Se dice “apolítico”, como si eso fuera virtud, como si se pudiera ser mexicano y no tener opinión cuando a los tuyos los están sacando de sus casas con esposas, mientras sus hijos lloran y sus nombres desaparecen en la estadística del ICE.
“Estoy aquí para hablar de fútbol”, dijo. “No tengo elementos para opinar”. “Soy apolítico”, remató, como si eso lo absolviera de mirar hacia otro lado mientras la mitad de los estadios que lo aplauden son migrantes que ahora están sufriendo al otro lado del muro.
Aguirre se vistió de técnico, pero se desvistió de mexicano.
La camiseta verde no se trata sólo de once en la cancha. Se trata de los millones que llenan los estadios en Pasadena, en Houston, en Chicago, de los que pagan boletos carísimos para ver al Tri aunque sea para llorar otra derrota. Se trata de quienes mandan remesas que sostienen comunidades enteras en México, esos mismos a los que Aguirre les negó siquiera un “ánimo, estamos con ustedes”.
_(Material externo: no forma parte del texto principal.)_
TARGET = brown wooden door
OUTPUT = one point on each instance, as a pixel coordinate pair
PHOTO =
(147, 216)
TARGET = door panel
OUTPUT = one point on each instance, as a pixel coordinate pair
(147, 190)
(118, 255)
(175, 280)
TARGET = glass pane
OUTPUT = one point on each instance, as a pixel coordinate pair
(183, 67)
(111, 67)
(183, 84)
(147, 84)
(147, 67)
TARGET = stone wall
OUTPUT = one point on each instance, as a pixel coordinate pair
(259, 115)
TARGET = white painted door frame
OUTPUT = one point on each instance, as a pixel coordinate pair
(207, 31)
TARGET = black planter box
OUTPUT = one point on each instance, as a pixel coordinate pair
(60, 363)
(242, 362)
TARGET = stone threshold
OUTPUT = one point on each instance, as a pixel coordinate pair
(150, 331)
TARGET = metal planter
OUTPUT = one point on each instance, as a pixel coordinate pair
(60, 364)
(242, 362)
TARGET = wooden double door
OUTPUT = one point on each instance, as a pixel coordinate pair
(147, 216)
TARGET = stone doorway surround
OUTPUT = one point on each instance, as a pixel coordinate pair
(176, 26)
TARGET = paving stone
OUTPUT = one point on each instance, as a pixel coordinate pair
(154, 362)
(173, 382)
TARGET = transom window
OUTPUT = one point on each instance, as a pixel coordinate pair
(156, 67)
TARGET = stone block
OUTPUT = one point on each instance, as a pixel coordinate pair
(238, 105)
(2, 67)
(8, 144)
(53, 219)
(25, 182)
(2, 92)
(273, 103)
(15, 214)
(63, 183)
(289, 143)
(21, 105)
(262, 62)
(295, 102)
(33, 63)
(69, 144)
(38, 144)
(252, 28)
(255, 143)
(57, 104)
Lo de Aguirre no fue neutralidad, sino cobardía revestida de diplomacia. Porque no se le pedía que se lanzara al ruedo con antorchas, sino al menos un gesto, una palabra de aliento, un mínimo de humanidad que recordara que el fútbol es más que goles y conferencias, que también es identidad, pertenencia y comunidad.
Pero no. El Vasco prefirió la trinchera del silencio cómodo, ese lugar donde los personajes públicos creen que no pronunciarse es prudencia, cuando en realidad es complicidad con la injusticia.
Y no es que el fútbol tenga la obligación de arreglar el mundo, pero sí puede reconocerlo, mirarlo a los ojos y no hacerse güey.
Aguirre es parte de un sistema que ha convertido a la Selección Mexicana en una marca sin alma, en un producto rentable pero sin nervio. Lo que hizo —o más bien, lo que dejó de hacer— retrata de cuerpo entero a una élite del deporte que solo habla cuando el patrocinador lo permite, que solo grita cuando el marcador va a favor.
En este país, donde el silencio ha sido cómplice de tantas tragedias, se esperaría que al menos quienes tienen el micrófono no lo usen para decir que no tienen nada que decir.
Hoy, más que director técnico, Aguirre pareció relacionista público de la cobardía. Porque hay silencios que son estrategia… y hay silencios que son traición.